Sans doute l’exemple de son père, qui a fui l’Allemagne nazie et s’est construit une vie londonienne à partir de rien, a-t-il nourri cet engouement. Peut-être ses origines multiculturelles l’ont-elles sensibilisé. L’homme est un pur produit de la méritocratie anglaise, mais il a du sang turc, danois, allemand, anglais et même, si on remonte plus loin, russe.
En 1974, après avoir fait une thèse à Oxford sur le thé au Kenya, il part vivre huit mois à Palanpur, en Inde, pour étudier les conséquences de la révolution verte. Ce sera « l’expérience fondatrice de ma vie », dit-il aujourd’hui. Depuis, il se rend chaque année dans ce village de moins de 1 500 habitants.

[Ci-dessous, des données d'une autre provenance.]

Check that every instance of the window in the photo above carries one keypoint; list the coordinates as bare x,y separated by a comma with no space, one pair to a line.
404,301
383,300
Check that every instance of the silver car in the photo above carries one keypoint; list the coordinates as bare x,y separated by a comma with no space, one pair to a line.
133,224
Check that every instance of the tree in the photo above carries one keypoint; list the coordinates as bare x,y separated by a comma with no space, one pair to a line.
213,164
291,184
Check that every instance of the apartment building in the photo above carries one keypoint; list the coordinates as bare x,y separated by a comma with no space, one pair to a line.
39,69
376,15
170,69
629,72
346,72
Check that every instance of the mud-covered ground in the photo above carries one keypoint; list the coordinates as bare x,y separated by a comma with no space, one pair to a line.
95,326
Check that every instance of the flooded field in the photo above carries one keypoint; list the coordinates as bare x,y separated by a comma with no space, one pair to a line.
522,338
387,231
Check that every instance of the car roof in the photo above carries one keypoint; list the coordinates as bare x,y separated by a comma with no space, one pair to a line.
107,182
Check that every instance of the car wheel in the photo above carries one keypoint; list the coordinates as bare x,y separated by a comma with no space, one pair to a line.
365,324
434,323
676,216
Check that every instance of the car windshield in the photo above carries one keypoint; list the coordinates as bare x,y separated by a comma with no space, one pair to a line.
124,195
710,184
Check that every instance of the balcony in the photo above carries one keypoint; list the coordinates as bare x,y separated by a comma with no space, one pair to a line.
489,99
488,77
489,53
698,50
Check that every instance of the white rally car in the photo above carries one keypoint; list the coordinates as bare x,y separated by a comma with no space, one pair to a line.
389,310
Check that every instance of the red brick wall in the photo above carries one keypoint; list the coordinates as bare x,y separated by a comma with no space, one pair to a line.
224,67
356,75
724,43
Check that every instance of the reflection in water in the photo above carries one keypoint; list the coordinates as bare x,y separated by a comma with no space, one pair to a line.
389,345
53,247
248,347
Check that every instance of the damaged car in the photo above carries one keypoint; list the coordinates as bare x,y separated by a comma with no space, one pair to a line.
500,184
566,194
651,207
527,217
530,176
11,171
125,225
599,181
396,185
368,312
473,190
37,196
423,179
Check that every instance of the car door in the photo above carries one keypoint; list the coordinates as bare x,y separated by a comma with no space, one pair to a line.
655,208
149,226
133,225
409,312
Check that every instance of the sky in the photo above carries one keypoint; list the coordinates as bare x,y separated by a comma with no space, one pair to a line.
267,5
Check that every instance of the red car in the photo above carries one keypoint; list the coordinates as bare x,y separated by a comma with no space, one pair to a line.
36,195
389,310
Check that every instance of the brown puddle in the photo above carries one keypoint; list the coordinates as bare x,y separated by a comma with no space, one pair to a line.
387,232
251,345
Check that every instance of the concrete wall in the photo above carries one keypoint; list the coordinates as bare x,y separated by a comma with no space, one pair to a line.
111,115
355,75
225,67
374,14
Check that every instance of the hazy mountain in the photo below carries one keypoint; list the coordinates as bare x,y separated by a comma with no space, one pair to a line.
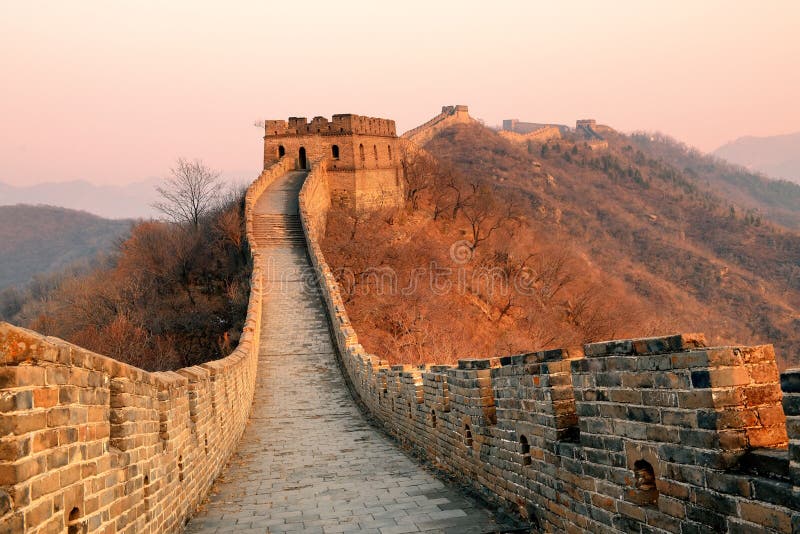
110,201
41,239
644,237
777,156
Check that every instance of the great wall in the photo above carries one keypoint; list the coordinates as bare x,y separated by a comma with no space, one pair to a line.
646,435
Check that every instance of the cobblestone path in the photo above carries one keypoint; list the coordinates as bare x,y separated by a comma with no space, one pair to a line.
309,461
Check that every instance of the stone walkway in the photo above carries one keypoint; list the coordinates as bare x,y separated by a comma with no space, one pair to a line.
309,461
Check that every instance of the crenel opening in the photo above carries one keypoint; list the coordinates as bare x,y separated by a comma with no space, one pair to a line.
525,449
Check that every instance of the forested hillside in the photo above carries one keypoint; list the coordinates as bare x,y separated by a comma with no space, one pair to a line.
42,239
644,237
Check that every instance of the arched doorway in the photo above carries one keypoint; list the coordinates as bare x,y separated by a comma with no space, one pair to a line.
303,158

Tous les dix ans, il fait le point, et la cinquième version de Palanpur in vitro devrait bientôt sortir. « J’en reviens. Aujourd’hui, ce que je regarde, c’est comment la globalisation va jusqu’à ce petit village indien », raconte-t-il. Impensable, il y a encore peu. Il a même pu envoyer par courrier électronique, de Palanpur, un article coécrit avec Joseph Stiglitz au Financial Times. Les deux économistes y disent leur espoir de voir Barack Obama profiter de la crise pour imposer un nouveau développement durable. Une autre révolution verte.